The great thing about Simon Beaufoy's (Little Miss Sunshine, Slumdog Millionaire) script is that this central match really only serves as window dressing to a wider narrative – or series of narratives. Battle of the Sexes casts a much wider net than my brief synopsis would have you believe, tackling everything from homosexuality and fame to the politics of gender in sport. It's a tightly packaged screenplay that is able to derive a lot from its focused and compelling characters, most notably those played by Stone and Carrell but also a raft of supporting players.

Chief among these is Andrea Riseborough as Marilyn, an enigmatic hairdresser who catches the eye and captures the heart of Billie Jean. Their touching relationship balances out the crazy antics of Carrell, who gets some moments to get real but mainly spends the film mugging the camera and spouting sexist slurs.
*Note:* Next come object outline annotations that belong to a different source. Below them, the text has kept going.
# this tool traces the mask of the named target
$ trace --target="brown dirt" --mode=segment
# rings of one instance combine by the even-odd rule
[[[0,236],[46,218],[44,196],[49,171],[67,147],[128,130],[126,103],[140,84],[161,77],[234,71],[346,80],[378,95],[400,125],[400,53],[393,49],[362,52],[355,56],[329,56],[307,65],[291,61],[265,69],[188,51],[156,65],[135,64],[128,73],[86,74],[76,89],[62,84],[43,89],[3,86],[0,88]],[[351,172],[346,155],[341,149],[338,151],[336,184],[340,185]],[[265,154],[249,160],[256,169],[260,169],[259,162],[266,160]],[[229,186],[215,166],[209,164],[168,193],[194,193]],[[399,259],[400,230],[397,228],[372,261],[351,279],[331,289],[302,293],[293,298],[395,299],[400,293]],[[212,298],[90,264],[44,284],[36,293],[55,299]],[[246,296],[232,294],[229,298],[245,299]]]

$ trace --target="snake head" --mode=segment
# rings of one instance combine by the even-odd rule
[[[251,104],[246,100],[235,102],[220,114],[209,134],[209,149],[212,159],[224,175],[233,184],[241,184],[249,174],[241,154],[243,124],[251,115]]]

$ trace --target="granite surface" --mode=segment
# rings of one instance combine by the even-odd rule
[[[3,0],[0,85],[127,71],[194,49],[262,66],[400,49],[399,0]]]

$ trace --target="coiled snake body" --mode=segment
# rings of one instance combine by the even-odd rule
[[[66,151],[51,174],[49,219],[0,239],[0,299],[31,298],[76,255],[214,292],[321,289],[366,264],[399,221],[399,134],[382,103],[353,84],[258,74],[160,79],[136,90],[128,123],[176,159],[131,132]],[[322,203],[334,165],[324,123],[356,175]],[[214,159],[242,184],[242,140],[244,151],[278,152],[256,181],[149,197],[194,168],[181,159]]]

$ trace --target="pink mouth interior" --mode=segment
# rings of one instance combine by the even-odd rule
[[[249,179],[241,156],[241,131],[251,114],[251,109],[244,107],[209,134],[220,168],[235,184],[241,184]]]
The film does a good job of not letting this outdated angle drag it down; looking at it through a contemporary lens, Battle of the Sexes invites us to see just how much as changed (and how much has stayed the same), especially in the arena of same-sex marriage here in Australia. It is especially notable that Margaret Court (here played by Jessica McNamee) is lumbered with the role of villain given her very public stance against the ongoing same-sex marriage plebiscite.

Stone is barely recognisable as Billie Jean King, hiding behind a wig and unflattering frames – but her performance goes beyond the outfit as she so effortlessly is able to slip into the role of the successful but fiercely outspoken tennis star who is also shy and questioning herself sexually in private. It's a layered performance that Stone executes with aplomb, most in part because of this duality from King's public and private personas.

Sarah Silverman, Bill Pullman and Alan Cumming all shine in bit parts, particularly Pullman as the 'neanderthal' events promoter who is steadfast in his belief that the male tennis stars should be paid eight times as much as the women simply because they are 'more exciting to watch'.

Whether its broad, crowd-pleasing tone and comedic nature make it a serious contender come Oscar season remains to be seen, but I found Battle of the Sexes to be an insightful and spirited time at the movies that demands to be seen on the strength of its performances and its sheer timeliness alone. The classic sports movie narrative is a little cheesy and predictable but this only serves to heighten the satisfaction delivered by the rousing finale.

The Verdict: 8/10

Stone and Carrell front an entertaining ensemble cast and script that serves up weight and whimsy in equal measure. Might not have the legs to contend for awards but Battle of the Sexes is an entertaining bout nonetheless.

Battle of the Sexes is in cinemas across Australia from this Thursday September 28.